Oleh: Adam Muhshi (Dosen Hukum Tata Negara Universitas Jember dan Anggota Tim Percepatan Reformasi Hukum)
ZNEWS.ID JAKARTA – Putusan Mahkamah Konstitusi Nomor 90/PUU-XXI/2023 (Putusan 90/2023) memantik kegaduhan berkepanjangan. Dalam beberapa grup WhatshApp ada yang secara khusus menanyakan apakah terhadap putusan tersebut berlaku juga konsep batal demi hukum, batal, dan dapat dibatalkan yang dikenal dan berlaku dalam hukum administrasi. Selain itu, ada pula yang secara pribadi menanyakan kemungkinan putusan itu tak dilaksanakan.
Di luar itu, polemik di berbagai media tak kalah serunya. Bahkan sudah ada beberapa pihak yang melaporkan dugaan terjadinya pelanggaran etik hakim Mahkamah Konstitusi (MK) terutama Anwar Usman sebagai Ketua MK.
Harapannya, tak sekadar jatuhnya sanksi etik terhadap yang bersangkutan tapi sekaligus dianulirnya Putusan 90/2023 oleh Majelis Kehormatan Mahkamah Konstitusi (MKMK). Saat opini ini ditulis, MKMK sedang memeriksa laporan dugaan terjadinya pelanggaran etik dan rencananya akan memutusnya pada hari Selasa, 7 November 2023.
Tulisan ini dimaksudkan untuk merespons isu hukum di atas. Telaah akan dibatasi oleh 2 pertanyaan, yaitu bagaimana keabsahan Putusan MK 90/2023 dan apa resep (preskripsi) konstitusional atas putusan tersebut.
Keabsahan Putusan 90/2023
Semua produk kekuasaan tak dapat dilepaskan dari konsep wewenang yang mendasarinya. Setiap produk kekuasaan dikatakan sah secara hukum apabila orang atau lembaga yang mengeluarkannya memang memiliki kewenangan untuk itu. Konsekuensinya, terhadap semua produk kekuasaan berlaku pula konsep van rechtswege nietig (batal demi hukum), nietig (batal), dan vernietigbaar (dapat dibatalkan).
Formula tersebut tentu saja berlaku juga terhadap putusan kekuasaan yudisial.
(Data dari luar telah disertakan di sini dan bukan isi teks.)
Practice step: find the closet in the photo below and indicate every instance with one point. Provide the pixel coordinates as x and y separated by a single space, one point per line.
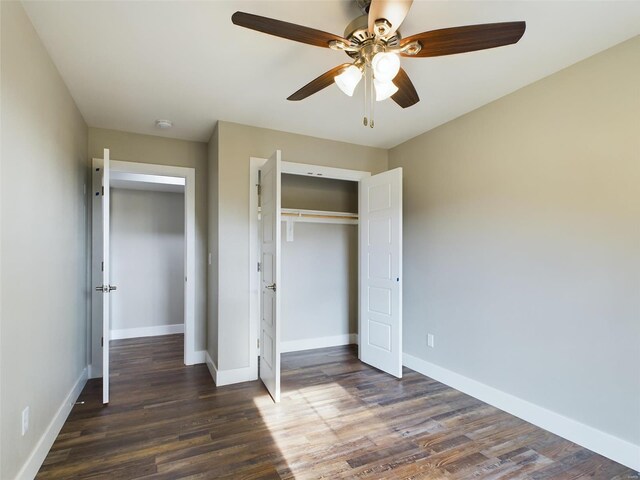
341 278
Secara umum, selama putusan peradilan didasarkan pada wewenang yang sah, maka keabsahannya dijamin oleh asas res judicata pro veritate habetur (asas res judicata). Berdasarkan asas ini, semua putusan peradilan harus dianggap benar atau absah selama belum dilakukan pembatalan terhadapnya.
Asas res judicata hadir mengamankan setiap putusan peradilan yang telah didasarkan kepada wewenang yang dimiliki. Jadi selama lembaga peradilan yang bersangkutan memiliki wewenang, maka putusannya harus dianggap benar berdasarkan asas res judicata tersebut. Putusan yang diamankan oleh asa res judicata ini, sifatnya hanya “dapat dibatalkan” yaitu ia batal sejak adanya tindakan pembatalan terhadapnya.
Dalam konteks putusan peradilan di lingkungan Mahkamah Agung, secara umum asas res judicata berakhir manakala suatu putusan pengadilan telah dianulir oleh putusan peradilan yang lebih tinggi. Artinya, pembatalan terhadap suatu putusan peradilan hanya dapat dilakukan oleh putusan peradilan yang lebih tinggi yang berpuncak pada Mahkamah Agung.
Namun, asas res judicata tidak berlaku apabila putusan peradilan dilakukan tanpa adanya dasar kewenangan. Putusan yang dikeluarkan oleh lembaga peradilan tanpa dasar wewenang (onbevoegd) berakibat “batal demi hukum”. Implikasinya, putusan tersebut dianggap tidak pernah ada dan terhadapnya tak berlaku asas res judicata.